In Russian Spring, Dennis Jones sets up Vasily Romanenko as a Gorbachev-type reformer (though the novel was of course published before Gorbachev came to power) who is elected by the Central Committee to head the Communist Party, and therefore the Soviet Union, and then sets about enacting plans to withdraw from Afghanistan, reduce censorship, and loosen control over the Eastern European satellite states. Again, all things that Gorbachev himself was to do in the second half of the 1980s.

There are sections in the novel that could be taken from a real history of the Gorbachev years, rather than a thriller written before Gorbachev came to power.

Moscow, Thursday May 20 … The mood of the city was one of suppressed excitement. People seemed to be waiting for something to happen, either for a signal that they could breathe and live more freely, or that they should draw back again into the old Russian shell of silence, hypocrisy and dissimulation.

Russian Spring, p. 120

And Romanenko makes his case to the rest of the Communist Party leadership.

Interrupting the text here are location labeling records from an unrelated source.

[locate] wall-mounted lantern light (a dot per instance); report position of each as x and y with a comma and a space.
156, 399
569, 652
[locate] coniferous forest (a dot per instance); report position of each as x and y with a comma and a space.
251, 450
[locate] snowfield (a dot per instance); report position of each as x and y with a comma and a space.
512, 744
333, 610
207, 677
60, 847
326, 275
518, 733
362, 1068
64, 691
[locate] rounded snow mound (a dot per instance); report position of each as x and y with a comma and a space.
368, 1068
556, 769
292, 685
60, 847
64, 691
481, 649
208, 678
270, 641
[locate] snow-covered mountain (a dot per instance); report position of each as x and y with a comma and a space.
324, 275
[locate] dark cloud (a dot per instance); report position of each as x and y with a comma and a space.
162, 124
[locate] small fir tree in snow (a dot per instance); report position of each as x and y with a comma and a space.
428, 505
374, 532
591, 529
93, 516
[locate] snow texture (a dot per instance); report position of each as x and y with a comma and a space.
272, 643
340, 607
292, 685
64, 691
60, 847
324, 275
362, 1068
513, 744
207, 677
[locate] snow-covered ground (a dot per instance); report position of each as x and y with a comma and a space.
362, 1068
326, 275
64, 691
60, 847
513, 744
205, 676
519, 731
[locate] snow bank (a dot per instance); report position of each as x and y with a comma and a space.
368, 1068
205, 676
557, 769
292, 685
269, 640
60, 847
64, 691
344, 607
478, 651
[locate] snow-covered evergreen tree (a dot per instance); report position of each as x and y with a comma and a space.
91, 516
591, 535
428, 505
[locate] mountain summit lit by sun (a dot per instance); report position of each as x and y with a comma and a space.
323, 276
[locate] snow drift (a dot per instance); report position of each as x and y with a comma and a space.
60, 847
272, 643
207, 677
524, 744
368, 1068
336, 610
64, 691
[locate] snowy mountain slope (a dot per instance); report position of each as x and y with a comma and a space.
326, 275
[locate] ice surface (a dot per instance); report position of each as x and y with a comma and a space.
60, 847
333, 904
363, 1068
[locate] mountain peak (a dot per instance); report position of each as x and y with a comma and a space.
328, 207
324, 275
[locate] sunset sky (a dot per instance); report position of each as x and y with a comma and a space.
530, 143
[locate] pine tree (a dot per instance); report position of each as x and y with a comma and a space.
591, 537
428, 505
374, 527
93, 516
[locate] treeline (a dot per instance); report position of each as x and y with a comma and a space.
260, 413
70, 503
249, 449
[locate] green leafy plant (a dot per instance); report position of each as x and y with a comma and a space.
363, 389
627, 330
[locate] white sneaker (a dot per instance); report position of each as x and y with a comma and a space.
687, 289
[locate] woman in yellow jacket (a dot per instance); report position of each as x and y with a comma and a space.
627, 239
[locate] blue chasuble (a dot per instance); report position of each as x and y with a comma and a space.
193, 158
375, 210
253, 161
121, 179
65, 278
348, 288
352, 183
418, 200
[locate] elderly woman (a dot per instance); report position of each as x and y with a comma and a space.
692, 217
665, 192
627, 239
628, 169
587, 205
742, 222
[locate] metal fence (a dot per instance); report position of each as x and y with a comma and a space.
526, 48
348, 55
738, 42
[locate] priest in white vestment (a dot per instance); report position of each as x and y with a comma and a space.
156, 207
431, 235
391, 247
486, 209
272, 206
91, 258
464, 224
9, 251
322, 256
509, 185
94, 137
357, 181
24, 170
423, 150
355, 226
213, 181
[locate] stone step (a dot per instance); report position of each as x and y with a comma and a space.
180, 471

‘I’m not going to argue with you about what Lenin would have done … A quarter of a century ago Khrushchev promised that we’d achieve full communism by 1980. In 1980 the general population was worse off than it was when he made the promise. We haven’t been able to feed ourselves for years. Konstantin Chernenko said we were to exert every effort to overtake the west in high technology by the turn of the century. We’re further behind than ever. Children’s toys in the United States contain electronic circuits we can’t even build. One of the promises of the revolution was that we would overtake and outproduce capitalism, so that the superiority of our system would be clear to everyone. It’s far from clear to anyone with eyes to see. Comrades, we have to find a better way of achieving communism.’

Russian Spring, p. 180

The dramatic tension in Russian Spring, and where its predictive ability diverts from what was actually to happen during the Gorbachev years, comes in the strength of resistance to the reformist Romanenko from the KGB and factions of the armed forces.

In Jones’s novel, the USSR slips rapidly into civil war in the summer after Chernenko’s death, and the use of nuclear weapons becomes a real possibility in a conflict that is seen by the hard-liners as being a fight to preserve what the Communist revolution of 1917 had stood for and built.

The US response is summed up by Jones’s fictional Secretary of State remarking

‘The poor bastards are going to tear themselves to pieces. All we have to do is wait’.

Russian Spring, p. 271

To say much more would be to give away too much of the plot, which motors along effectively enough, though being a little too predictable in its caricatures of the villains of the piece. Notably, Dennis Jones’s portrayal of KGB Chief Smilga as a one-dimensional figure, happy to shoot his staff on a whim, torture opponents in the Lubyanka, and generally stomp around the novel with little in the way of subtlety or realism.

And in any case, what impresses about Russian Spring is what it tells us about how Soviet politics was perceived at the end of the Chernenko period. There is a level of prescience in Jones’s fictional analysis, and there are elements of opposition that he exaggerates for fictional effect. But, with the benefit of hindsight, Russia in Fiction cannot help noting the comparative absence of the nationalist elements that in real life were to become front and centre in the political battles that Gorbachev faced.

For early signs of these in the fiction of the first half of the 1980s, readers have to go to David Grant’s Moscow 5000 or —most impressively— to Donald James’s The Fall of the Russian Empire. This latter being the book most mentioned but not yet reviewed on the Russia in Fiction blog. We like it so much, we are saving it up.

[Update, we could not wait any longer and so reviewed The Fall of the Russian Empire one week after this review].